A research paper published on May 2, 2019 compared the performance of translators who used machine translation post-editing (often called PEMT) and interactive translation prediction (or ITP). The results suggest that ITP may be the better method of human-machine interaction for translators.
If ITP sounds familiar, it is because the approach has been pioneered by Silicon Valley-based Lilt. The startup launched in 2015 as an ITP-powered translation productivity tool (a.k.a. CAT) aimed at individual linguists, was sued by SDL (then settled), received millions in funding from VC giant Sequoia Capital and, over time, pivoted to a managed services business model.
While translation productivity tools used with PEMT pre-populate target translation segments with raw MT output, which a linguist would then review and edit, ITP acts more like an auto-complete feature that suggests target translations below the segment as the linguist works in an empty target segment. Additionally, ITP dynamically takes the linguist’s partial translations into account and suggest better translations for the rest of the sentence.
The outcome of the PEMT vs. ITP face-off could decide how the vast majority of translators interact with content for years to come.
Pioneering Study
How do the two approaches stack up against each other? Graduate student Rebecca Knowles from John Hopkins University, PhD Marina Sanchez Torron from University of Auckland, and Professor Philipp Koehn, also from John Hopkins, conducted the study and authored the paper. They compiled their findings in a report entitled “A user study of neural interactive translation prediction.”
Whereas previous research used ITP systems based on statistical machine translation (SMT), this time, Koehn’s team deployed neural machine translation (NMT) in ITP — a first, according to the study’s authors. The neural ITP system they deployed was previously developed by Knowles and Koehn based on the University of Edinburgh’s nematus NMT model. Speaking to Slator via email, Prof. Koehn said that system they developed “showed significantly better results in simulation studies.”

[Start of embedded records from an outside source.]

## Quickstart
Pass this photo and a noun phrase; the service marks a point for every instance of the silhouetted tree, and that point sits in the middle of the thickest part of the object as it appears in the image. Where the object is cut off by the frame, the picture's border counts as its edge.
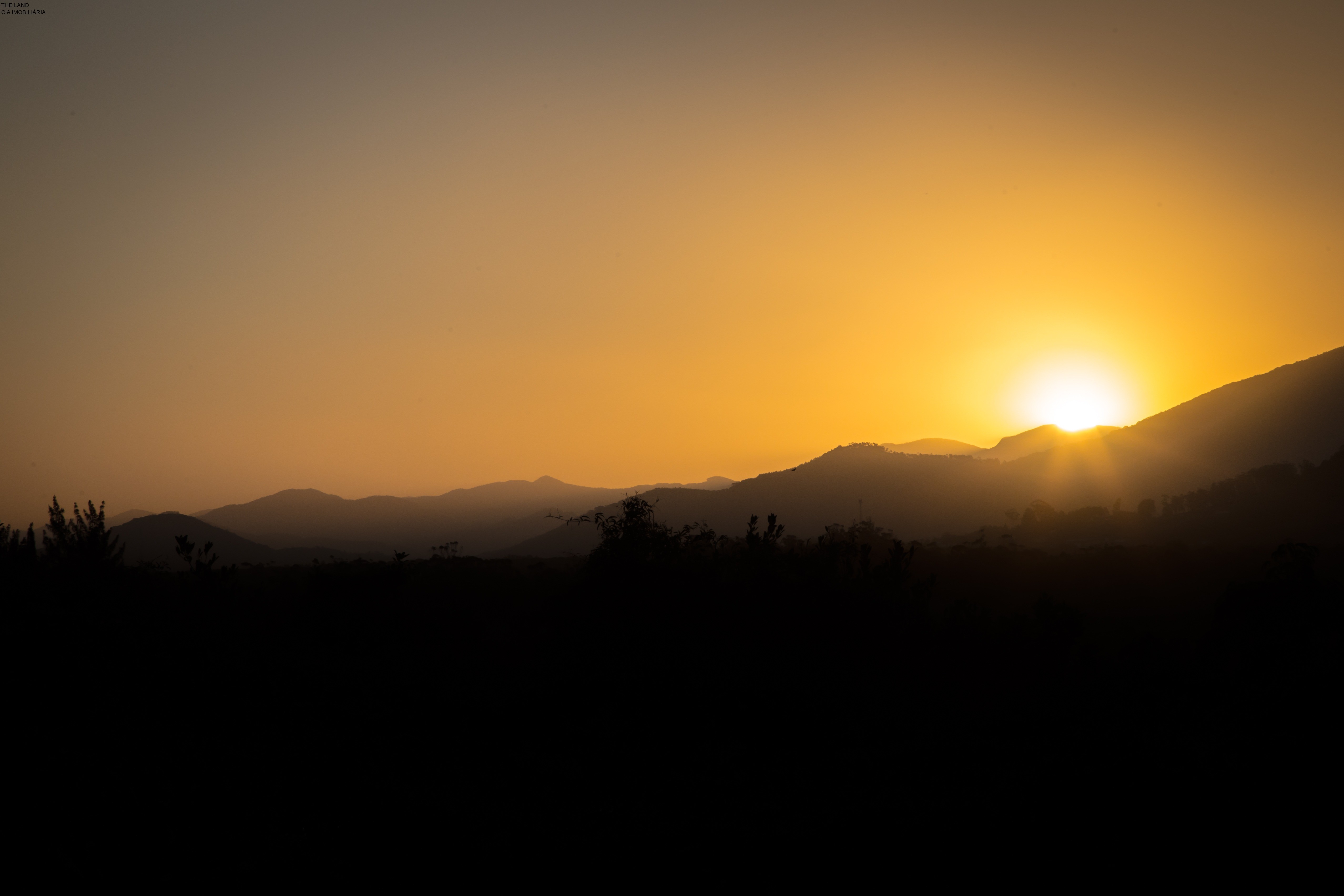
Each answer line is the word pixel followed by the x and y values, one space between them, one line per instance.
pixel 83 543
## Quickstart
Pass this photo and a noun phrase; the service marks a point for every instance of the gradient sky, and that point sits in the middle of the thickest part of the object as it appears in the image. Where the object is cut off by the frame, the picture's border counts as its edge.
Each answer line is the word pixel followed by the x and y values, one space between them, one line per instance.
pixel 400 248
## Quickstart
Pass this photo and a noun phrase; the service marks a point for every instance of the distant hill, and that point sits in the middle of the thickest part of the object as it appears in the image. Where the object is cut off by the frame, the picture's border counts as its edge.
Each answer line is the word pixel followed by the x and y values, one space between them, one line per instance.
pixel 152 538
pixel 933 446
pixel 1294 413
pixel 125 516
pixel 479 519
pixel 1040 440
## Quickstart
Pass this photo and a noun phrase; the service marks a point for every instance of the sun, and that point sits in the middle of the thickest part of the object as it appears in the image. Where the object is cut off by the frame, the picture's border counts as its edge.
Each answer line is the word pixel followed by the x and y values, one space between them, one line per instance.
pixel 1075 397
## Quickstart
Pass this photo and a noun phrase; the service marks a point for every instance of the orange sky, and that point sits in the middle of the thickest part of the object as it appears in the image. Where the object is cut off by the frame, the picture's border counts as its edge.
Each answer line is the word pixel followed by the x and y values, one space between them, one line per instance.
pixel 403 249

“So, the obvious question was if this also leads to practical translator productivity increases by professional translators. These kind of studies are always a bit tricky since translators have to get used to a tool and a new way of working, and it is hard to do this at scale,” Koehn said. “Any time we [do] user studies we also have to deal with the very large variance between translators. Still, it is encouraging to see that this may not just be a more enjoyable way to interact with machine translation but also lead to more productive work by at least some of the translators.”
Limited by Cost and Convenience
The researchers used a straightforward methodology: build nematus into an ITP environment, train it with millions of sentence pairs, and have participating professional translators use PEMT and the neural ITP system and provide feedback.

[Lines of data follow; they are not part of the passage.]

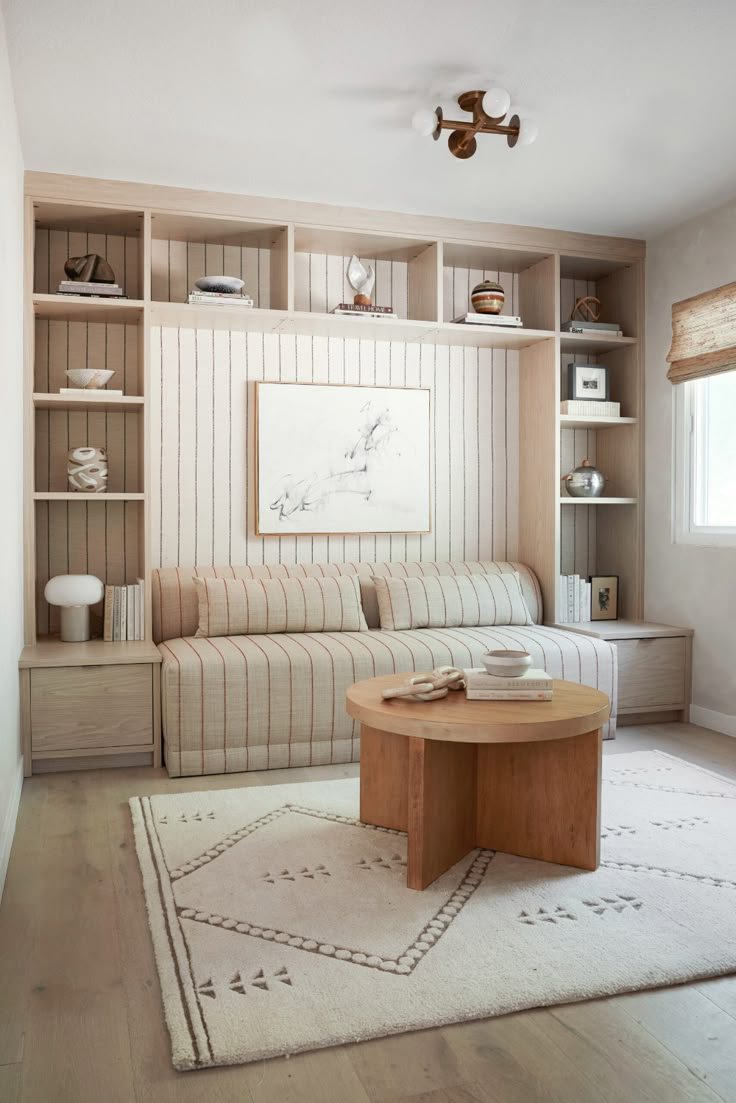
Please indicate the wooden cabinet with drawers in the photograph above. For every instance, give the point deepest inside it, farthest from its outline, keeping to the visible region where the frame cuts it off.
(89, 699)
(653, 667)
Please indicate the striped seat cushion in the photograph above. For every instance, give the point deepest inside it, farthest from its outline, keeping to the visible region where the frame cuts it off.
(256, 607)
(176, 607)
(265, 702)
(451, 601)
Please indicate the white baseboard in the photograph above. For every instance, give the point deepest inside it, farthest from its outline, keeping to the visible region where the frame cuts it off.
(717, 721)
(8, 828)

The nematus-powered ITP system used in the study was put into CASMACAT, a translation productivity tool developed between 2011-14 under a European Union Programme for Research and Technological Development. The authors employed the same datasets in the 2013 Workshop on Statistical Machine Translation (WMT13) to train their system. The entire training dataset contained nearly four million sentence pairs.

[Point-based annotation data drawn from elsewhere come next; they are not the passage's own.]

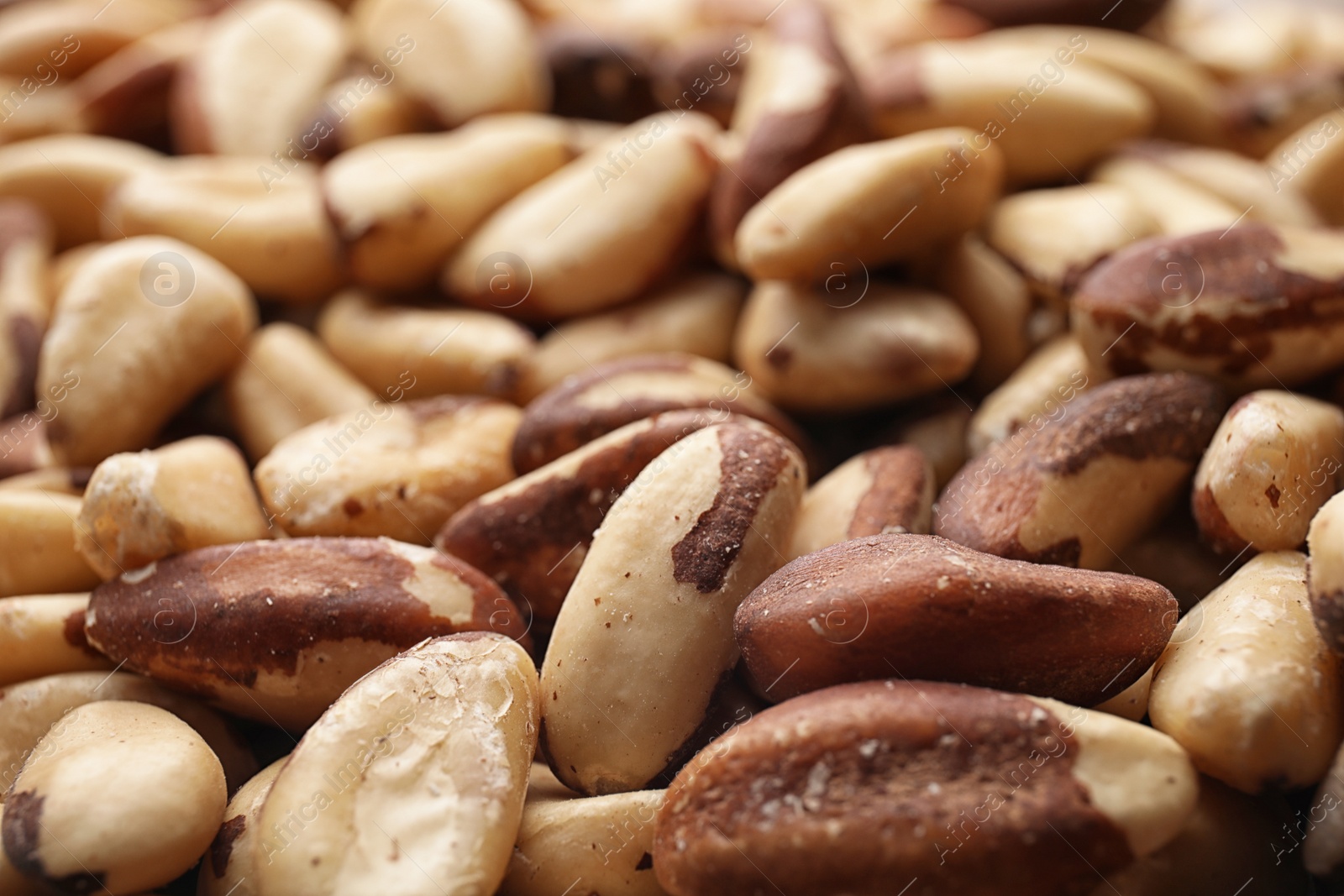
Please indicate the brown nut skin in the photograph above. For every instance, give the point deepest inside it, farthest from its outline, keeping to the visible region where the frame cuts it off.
(857, 610)
(276, 631)
(1254, 307)
(1047, 493)
(611, 396)
(862, 788)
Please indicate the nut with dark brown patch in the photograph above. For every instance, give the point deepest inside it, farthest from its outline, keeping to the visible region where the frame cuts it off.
(862, 788)
(1047, 493)
(276, 631)
(911, 604)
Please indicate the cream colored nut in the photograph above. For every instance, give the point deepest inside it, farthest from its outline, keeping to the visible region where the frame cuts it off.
(1055, 235)
(598, 231)
(230, 867)
(1047, 113)
(440, 349)
(1041, 389)
(604, 841)
(645, 633)
(1269, 469)
(694, 313)
(887, 490)
(463, 60)
(272, 231)
(1256, 307)
(71, 177)
(389, 469)
(255, 81)
(144, 324)
(44, 636)
(1247, 687)
(140, 508)
(30, 710)
(1048, 493)
(286, 380)
(37, 544)
(875, 203)
(429, 752)
(121, 793)
(811, 351)
(403, 204)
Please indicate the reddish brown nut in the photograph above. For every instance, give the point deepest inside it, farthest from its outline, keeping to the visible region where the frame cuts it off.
(1048, 492)
(276, 631)
(913, 604)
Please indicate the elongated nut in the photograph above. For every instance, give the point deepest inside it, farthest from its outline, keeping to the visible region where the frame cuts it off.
(598, 231)
(857, 610)
(887, 490)
(1247, 684)
(440, 349)
(140, 508)
(286, 380)
(1048, 492)
(273, 234)
(1256, 307)
(1269, 469)
(812, 352)
(150, 317)
(645, 633)
(44, 636)
(257, 76)
(694, 315)
(405, 203)
(880, 202)
(228, 626)
(432, 752)
(390, 469)
(815, 792)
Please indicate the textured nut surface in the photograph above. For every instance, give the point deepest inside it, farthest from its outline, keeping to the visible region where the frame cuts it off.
(860, 786)
(1247, 687)
(645, 633)
(913, 602)
(429, 752)
(277, 631)
(121, 795)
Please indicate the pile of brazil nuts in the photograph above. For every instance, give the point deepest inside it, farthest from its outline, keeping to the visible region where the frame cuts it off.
(685, 448)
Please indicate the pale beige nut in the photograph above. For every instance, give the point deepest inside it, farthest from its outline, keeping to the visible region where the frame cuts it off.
(464, 60)
(403, 204)
(429, 752)
(1047, 113)
(272, 231)
(288, 380)
(389, 469)
(1247, 685)
(139, 344)
(1273, 463)
(38, 551)
(139, 508)
(694, 313)
(598, 231)
(44, 636)
(880, 202)
(1041, 389)
(31, 708)
(257, 78)
(436, 351)
(71, 177)
(808, 349)
(645, 633)
(118, 792)
(886, 490)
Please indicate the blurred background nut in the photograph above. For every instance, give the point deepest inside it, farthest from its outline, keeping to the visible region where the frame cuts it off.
(139, 508)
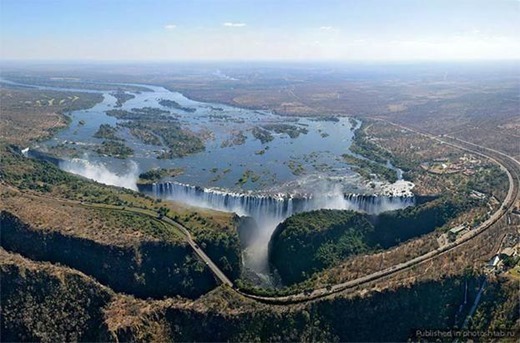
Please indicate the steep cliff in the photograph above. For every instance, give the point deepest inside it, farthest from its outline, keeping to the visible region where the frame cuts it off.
(145, 269)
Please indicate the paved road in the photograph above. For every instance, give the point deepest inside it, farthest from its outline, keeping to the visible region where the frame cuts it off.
(508, 164)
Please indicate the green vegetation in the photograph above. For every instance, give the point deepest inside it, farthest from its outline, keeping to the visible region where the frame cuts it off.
(324, 118)
(145, 269)
(106, 131)
(237, 138)
(246, 176)
(155, 175)
(291, 130)
(366, 168)
(296, 167)
(45, 303)
(115, 149)
(176, 105)
(122, 97)
(28, 115)
(309, 242)
(151, 126)
(362, 145)
(262, 135)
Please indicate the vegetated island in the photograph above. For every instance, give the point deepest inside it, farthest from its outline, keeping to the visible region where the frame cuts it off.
(115, 149)
(175, 105)
(152, 126)
(106, 131)
(121, 97)
(155, 175)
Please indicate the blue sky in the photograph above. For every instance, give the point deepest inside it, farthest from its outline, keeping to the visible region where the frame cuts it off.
(301, 30)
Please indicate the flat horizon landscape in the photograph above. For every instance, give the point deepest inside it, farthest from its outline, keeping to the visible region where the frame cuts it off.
(259, 171)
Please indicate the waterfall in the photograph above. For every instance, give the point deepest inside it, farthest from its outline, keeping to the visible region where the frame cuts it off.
(278, 206)
(270, 210)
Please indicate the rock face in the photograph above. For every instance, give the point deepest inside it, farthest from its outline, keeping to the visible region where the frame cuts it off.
(150, 269)
(309, 242)
(45, 303)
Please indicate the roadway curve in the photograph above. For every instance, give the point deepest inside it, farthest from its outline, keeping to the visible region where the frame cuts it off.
(507, 163)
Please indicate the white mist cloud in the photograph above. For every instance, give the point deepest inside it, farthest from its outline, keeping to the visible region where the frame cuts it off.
(100, 173)
(230, 24)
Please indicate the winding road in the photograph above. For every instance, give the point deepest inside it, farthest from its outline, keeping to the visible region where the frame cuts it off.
(507, 163)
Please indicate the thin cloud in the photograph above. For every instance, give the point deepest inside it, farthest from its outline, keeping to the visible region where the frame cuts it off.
(230, 24)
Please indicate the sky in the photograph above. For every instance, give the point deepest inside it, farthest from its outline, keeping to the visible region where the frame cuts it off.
(261, 30)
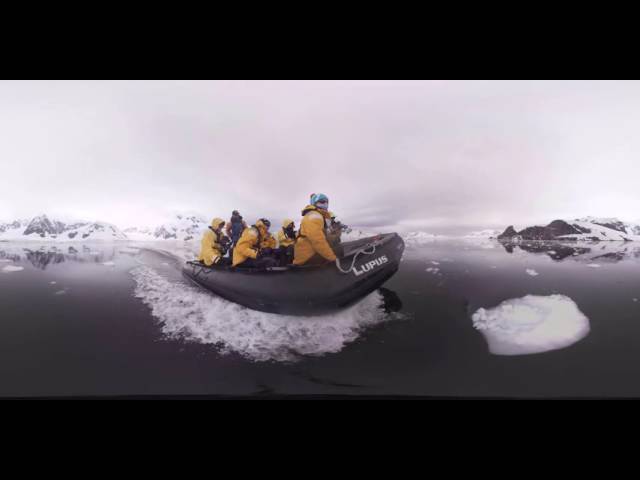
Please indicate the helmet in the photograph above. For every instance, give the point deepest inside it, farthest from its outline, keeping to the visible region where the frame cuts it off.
(217, 223)
(320, 198)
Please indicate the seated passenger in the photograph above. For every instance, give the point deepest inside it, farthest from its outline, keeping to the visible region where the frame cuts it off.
(247, 252)
(286, 241)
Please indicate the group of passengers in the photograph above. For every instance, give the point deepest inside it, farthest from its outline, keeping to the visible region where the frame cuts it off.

Participants in the study consisted of eight English-into-Spanish professional translators working on eight news texts mindful of specific guidelines meant to maximize the quantitative data generated for the study. The linguists were also asked to provide feedback on their experience with the neural ITP system.
If the number of participants seems a little underwhelming, the authors note that “cost and convenience motivated our sample size, quality assessment and language pair choices, therefore restricting the application of our findings.”
The sample size was further reduced by 17% due to technical issues and a translator choosing not to adhere to instructions. That same translator made it clear they were not open to working with neural ITP in their very negative feedback on the technology.
Fluency Issues
The researchers measured translation productivity based on three general categories, further broken down into 11 finer variables. The three categories were (1) temporal effort or processing time; (2) technical effort; (3) final translation quality.
The eight translators were also provided a questionnaire regarding ITP. According to the authors, “sample results for eight out of the 11 variables are favorable to ITP.”
During the study, neural ITP provided more accurate predictions than the researchers expected, but they also discovered “fluency Issues are more than twice as frequent in ITP as in PE[MT].”
They noted, however, that CASMACAT being a non-production environment and lacking such features as grammar auto-correct “very likely contributed” to this — a valid point, given that commercial translation productivity software developers focus much of their time on improving UI and adding extra features to the underlying technology.
They also found that “in terms of improvement over time, none of the models could determine whether productivity indicators improved over time in ITP.”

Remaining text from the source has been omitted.